Citizens have tried to shackle government’s impulses in spending by enacting,in many states, a requirement for a balanced state budget. It’s an idea, but it ignores the fact that citizens still demand services at a higher rate than what they’re typically willing to spend through taxes. At the same time external factors can distort government spending. Two examples : first, rich Americans used to see a high tax rate as a sign of social success. In the 1950s there were even advertisements for luxury items which explicitly appealed to those paying over 50% in income tax, appealing to the snobbery of someone so successful they could contribute a greater share to the greater good. The fancy term for this is a sense of noblesse oblige. That has, especially since the counterculture backlash of the 1970s and 80s, been almost completely destroyed, and the richest Americans typically now lobby government for ever decreasing taxes on themselves. Because they have the money to back their views, and because we don’t have a public system of campaign finance, their views are disproportionately influential.

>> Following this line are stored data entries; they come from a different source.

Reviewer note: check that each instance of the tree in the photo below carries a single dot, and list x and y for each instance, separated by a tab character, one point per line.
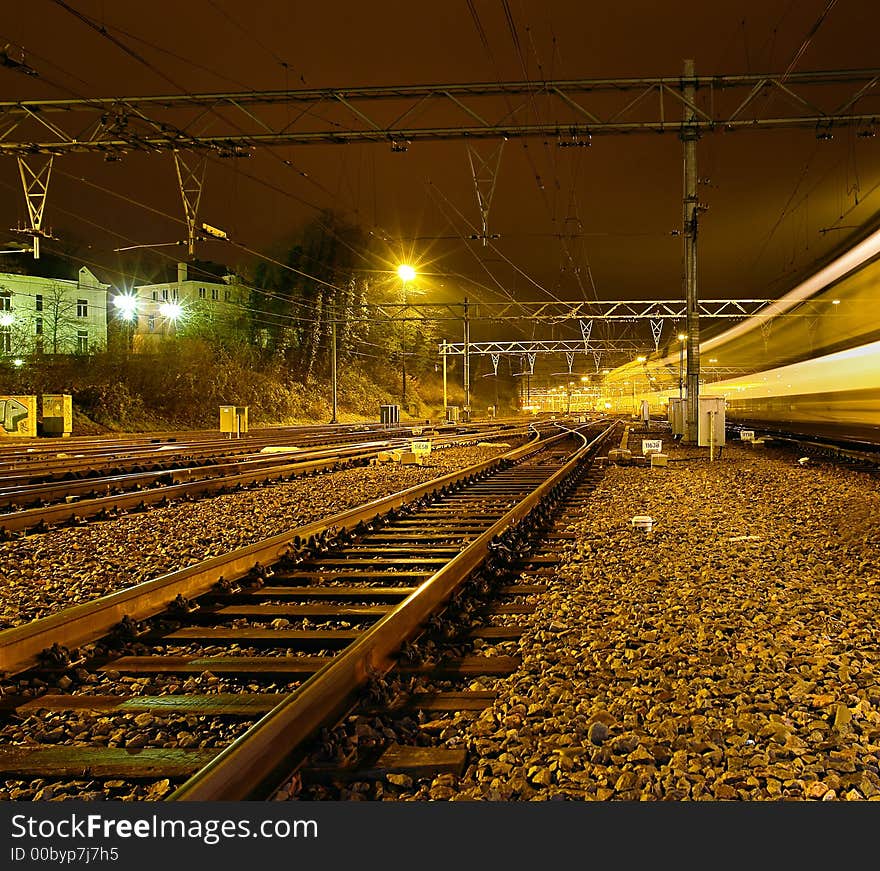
59	320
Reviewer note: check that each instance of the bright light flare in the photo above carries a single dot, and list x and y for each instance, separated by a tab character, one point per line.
127	305
406	272
170	310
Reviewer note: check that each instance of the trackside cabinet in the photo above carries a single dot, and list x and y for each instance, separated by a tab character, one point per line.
389	415
234	419
57	414
675	413
711	422
18	416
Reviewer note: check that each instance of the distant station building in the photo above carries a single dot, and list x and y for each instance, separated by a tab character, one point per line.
41	315
198	303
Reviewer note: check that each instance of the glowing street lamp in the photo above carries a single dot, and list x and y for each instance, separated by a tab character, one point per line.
171	310
406	273
127	305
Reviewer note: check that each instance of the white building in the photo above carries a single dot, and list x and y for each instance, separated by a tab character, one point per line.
188	306
52	315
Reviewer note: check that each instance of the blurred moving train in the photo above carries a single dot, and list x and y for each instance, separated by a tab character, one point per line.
811	358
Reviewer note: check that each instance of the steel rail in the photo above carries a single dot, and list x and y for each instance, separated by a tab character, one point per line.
21	646
64	512
276	743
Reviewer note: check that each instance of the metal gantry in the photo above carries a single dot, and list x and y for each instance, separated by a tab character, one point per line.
688	106
581	108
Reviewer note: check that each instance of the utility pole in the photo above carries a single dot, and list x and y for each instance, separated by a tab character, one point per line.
333	362
689	135
445	401
403	353
467	360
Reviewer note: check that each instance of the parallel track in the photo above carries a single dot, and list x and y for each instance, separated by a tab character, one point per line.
384	569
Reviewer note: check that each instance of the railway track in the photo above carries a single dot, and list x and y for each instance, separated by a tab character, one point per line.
852	452
257	651
74	502
46	466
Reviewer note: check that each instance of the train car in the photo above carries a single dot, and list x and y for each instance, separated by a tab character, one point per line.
812	357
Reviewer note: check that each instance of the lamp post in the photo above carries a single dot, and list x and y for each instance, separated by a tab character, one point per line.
406	273
681	340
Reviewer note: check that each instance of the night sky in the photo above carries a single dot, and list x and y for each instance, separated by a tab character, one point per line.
574	223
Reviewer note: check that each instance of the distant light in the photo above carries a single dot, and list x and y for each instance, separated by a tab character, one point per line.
170	310
127	305
406	272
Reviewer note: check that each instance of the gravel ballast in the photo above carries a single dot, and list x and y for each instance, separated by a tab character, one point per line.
732	653
46	572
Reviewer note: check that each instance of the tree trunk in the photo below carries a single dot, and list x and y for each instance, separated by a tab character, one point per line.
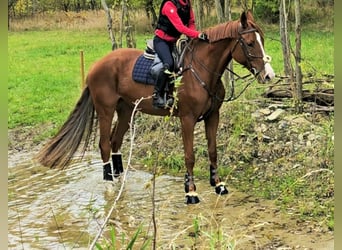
109	25
298	90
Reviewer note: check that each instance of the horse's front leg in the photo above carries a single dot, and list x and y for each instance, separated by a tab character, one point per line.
124	112
188	125
211	125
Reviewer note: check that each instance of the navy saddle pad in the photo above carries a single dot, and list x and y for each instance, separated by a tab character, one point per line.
142	71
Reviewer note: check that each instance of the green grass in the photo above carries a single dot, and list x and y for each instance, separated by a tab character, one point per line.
44	68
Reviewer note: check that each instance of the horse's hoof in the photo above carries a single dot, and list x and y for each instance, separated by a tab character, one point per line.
221	188
191	198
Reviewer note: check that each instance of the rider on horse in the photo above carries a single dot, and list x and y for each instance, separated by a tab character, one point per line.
176	17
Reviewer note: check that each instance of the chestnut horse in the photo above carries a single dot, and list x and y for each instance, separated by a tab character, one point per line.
110	88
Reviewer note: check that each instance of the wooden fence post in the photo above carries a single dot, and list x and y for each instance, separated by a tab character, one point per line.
82	70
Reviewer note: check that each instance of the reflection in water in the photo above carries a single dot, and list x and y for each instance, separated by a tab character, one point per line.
52	209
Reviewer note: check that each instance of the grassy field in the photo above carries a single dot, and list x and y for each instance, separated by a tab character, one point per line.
44	68
44	84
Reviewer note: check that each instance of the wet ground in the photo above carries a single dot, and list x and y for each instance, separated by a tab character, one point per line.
52	209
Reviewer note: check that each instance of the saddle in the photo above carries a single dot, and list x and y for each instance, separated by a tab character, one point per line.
148	64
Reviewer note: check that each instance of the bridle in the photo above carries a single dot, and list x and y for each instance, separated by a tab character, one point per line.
244	46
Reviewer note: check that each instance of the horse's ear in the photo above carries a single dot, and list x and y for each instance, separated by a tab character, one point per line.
243	20
250	16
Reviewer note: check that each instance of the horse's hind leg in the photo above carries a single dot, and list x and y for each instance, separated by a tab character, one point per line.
211	124
105	117
188	137
124	112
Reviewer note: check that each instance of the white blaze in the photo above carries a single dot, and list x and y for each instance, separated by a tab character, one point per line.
269	72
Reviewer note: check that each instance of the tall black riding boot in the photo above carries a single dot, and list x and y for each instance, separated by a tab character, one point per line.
158	99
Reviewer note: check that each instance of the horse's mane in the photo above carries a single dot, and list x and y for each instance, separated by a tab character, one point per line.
228	30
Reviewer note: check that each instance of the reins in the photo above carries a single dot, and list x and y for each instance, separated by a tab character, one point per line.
205	86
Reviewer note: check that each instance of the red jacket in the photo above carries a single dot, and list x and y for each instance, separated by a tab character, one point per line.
170	10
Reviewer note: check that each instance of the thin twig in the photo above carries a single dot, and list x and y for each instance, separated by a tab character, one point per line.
132	133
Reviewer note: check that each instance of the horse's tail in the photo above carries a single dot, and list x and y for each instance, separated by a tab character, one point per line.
58	152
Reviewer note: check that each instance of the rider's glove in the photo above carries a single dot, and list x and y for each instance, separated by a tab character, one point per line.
204	37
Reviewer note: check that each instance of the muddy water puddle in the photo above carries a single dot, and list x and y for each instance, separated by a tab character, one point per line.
52	209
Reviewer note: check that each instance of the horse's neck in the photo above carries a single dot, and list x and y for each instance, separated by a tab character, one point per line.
213	56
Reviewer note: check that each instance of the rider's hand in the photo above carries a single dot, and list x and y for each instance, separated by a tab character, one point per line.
204	37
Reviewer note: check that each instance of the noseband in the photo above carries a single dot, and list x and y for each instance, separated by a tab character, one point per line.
248	55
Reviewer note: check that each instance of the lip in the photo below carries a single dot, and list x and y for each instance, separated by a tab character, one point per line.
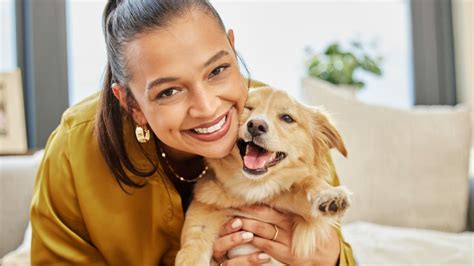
214	135
213	122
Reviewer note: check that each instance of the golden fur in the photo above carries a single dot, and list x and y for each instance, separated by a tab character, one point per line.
298	183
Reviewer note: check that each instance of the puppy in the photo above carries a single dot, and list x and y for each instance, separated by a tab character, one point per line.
279	161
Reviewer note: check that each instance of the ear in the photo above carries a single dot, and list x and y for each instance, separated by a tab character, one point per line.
121	94
230	36
332	137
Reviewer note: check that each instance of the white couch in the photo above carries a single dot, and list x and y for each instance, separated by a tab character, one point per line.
408	169
399	162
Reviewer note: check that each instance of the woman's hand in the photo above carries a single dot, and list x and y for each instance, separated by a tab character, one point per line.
264	236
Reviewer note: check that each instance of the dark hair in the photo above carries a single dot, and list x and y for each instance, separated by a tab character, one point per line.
122	22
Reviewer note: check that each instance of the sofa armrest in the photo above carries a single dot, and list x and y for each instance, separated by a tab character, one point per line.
470	207
17	178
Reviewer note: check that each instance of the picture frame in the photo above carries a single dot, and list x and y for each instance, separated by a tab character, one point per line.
13	139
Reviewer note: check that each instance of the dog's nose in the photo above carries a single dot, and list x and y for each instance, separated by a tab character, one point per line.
257	127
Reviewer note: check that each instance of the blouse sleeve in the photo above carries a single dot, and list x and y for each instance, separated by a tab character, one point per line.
59	233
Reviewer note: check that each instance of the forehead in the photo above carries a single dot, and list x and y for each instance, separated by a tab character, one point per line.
193	37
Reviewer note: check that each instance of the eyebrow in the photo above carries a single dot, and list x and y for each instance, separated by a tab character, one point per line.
216	57
160	81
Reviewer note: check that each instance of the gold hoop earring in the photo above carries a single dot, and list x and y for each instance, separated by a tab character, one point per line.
142	134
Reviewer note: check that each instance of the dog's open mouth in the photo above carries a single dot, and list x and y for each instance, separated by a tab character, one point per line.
256	159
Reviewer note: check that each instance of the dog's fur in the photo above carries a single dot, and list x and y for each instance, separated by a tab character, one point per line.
298	183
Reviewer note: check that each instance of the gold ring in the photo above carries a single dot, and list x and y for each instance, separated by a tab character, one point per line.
276	233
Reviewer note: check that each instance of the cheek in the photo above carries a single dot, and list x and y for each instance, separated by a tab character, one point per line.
163	121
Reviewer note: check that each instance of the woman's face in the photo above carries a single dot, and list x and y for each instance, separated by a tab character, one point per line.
186	81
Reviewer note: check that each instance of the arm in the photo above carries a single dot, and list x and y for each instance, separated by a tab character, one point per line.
59	233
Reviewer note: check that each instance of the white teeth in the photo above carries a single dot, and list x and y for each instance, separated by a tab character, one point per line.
212	129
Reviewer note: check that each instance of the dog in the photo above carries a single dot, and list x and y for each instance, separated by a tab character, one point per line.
280	161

This anti-tax rhetoric isn’t just limited to rich individuals, who may in any case not be but a smallish segment of possible tax revenue for the federal government. It seeps from that lobbying into other sectors and is especially corrosive on the state and local level. This is where taxes on rich individuals and locally-based companies makes a disproportionate difference. Parks, schools, pensions, all are to a great degree affected by falls in local government income. Now, not all government spending is good, and just because somebody works for government doesn’t make them a saint. But because we do live in a democracy, however imperfect, government does (well, should) respond to citizens. But citizens can’t have it both ways. They can’t buy into anti-tax rhetoric (Which is especially weird when it comes from people who aren’t wealthy themselves and get far more out of government than they pay in), and yet complain about lack of services.

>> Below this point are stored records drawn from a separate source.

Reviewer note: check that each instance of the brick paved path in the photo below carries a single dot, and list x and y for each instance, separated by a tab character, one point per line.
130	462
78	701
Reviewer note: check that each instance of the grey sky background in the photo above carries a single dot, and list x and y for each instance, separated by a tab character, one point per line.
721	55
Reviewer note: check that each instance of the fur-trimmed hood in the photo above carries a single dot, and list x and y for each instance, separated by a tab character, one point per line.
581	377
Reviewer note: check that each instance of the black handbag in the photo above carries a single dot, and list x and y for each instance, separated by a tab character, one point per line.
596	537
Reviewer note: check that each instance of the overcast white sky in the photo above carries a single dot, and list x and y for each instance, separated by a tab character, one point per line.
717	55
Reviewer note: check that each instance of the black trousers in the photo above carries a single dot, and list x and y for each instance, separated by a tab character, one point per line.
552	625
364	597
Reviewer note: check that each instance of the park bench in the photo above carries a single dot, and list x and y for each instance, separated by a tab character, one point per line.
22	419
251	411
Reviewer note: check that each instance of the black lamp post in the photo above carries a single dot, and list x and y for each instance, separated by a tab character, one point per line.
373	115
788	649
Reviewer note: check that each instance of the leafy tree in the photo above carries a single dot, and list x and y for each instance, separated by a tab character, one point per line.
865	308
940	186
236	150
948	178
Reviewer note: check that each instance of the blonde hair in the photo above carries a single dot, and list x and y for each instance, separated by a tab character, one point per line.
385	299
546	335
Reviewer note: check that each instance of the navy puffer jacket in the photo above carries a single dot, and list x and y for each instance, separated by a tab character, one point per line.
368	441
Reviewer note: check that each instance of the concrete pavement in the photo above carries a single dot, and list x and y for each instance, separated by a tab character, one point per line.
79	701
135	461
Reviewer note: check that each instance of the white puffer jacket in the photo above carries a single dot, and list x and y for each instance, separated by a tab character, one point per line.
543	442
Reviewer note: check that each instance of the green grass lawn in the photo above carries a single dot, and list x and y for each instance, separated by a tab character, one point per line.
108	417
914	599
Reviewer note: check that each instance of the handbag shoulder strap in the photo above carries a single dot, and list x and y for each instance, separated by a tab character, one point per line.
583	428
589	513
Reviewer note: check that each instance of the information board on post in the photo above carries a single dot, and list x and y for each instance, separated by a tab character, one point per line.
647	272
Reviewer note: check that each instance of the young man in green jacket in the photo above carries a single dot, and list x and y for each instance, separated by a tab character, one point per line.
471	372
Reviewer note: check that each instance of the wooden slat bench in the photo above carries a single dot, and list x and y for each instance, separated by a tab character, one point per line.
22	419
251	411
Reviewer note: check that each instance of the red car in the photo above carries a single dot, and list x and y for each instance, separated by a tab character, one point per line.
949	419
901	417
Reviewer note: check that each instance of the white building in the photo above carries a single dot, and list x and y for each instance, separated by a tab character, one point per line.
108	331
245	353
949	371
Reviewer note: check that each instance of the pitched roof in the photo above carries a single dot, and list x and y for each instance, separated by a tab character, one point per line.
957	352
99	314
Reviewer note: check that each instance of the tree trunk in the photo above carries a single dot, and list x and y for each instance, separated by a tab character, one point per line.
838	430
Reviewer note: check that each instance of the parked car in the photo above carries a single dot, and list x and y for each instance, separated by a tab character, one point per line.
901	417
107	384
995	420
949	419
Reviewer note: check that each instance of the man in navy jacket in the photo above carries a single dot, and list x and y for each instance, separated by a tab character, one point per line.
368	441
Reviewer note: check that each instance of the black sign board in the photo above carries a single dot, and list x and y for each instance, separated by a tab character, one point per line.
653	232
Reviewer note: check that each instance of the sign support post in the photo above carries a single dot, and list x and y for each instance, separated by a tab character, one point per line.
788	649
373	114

Our continual attempts to buy votes both by giving people services they want and yet not funding them with higher taxes is unsustainable. Both major parties in this country are complicit in the problem, although one is far more unreasonable on the subject than the other (Where’s that elephant in the room?). On the level where it affects us as ordinary citizens though, we have to share the blame. The politicians are only giving us what we’re asking for after all, stuff we want to have but don’t want to pay for. Until the wealthiest and most influential among us stop taking their good fortune for granted and start feeling some sense of common responsibility, and until all us others start demanding fiscal realism, rather than platitudes and promises, the system won’t change. It’s unfortunate, because safe streets, good schools and pleasant parks benefit us all far more than they cost. A company that orders far more items than warranted by demand, or that continually miscasts inventory soon goes bust. That isn’t usually the case for government, local or national, but the costs of not having a sense of fiscal discipline are real. They’re just pushed into the future.
Is there a solution? Sure. Taking money out of elections and simplifying corporate taxes would be a start. In the first case, a bad manager couldn’t save his or her position by buying support in the form of attack ads. So politicians would actually have to manage the public’s finances or get called to account by voters. In the second case, we wouldn’t have a system where investments are steered more by quirks of the tax code than economic sense, which would boost GDP, create more jobs, and all the other good things that ensue when capitalism actually works like it should.
There are other things we could do to fix the wrongful way we deal with fiscal matters, but those are two pretty good places to start. Are they likely, though? That’s a subject for a whole other essay.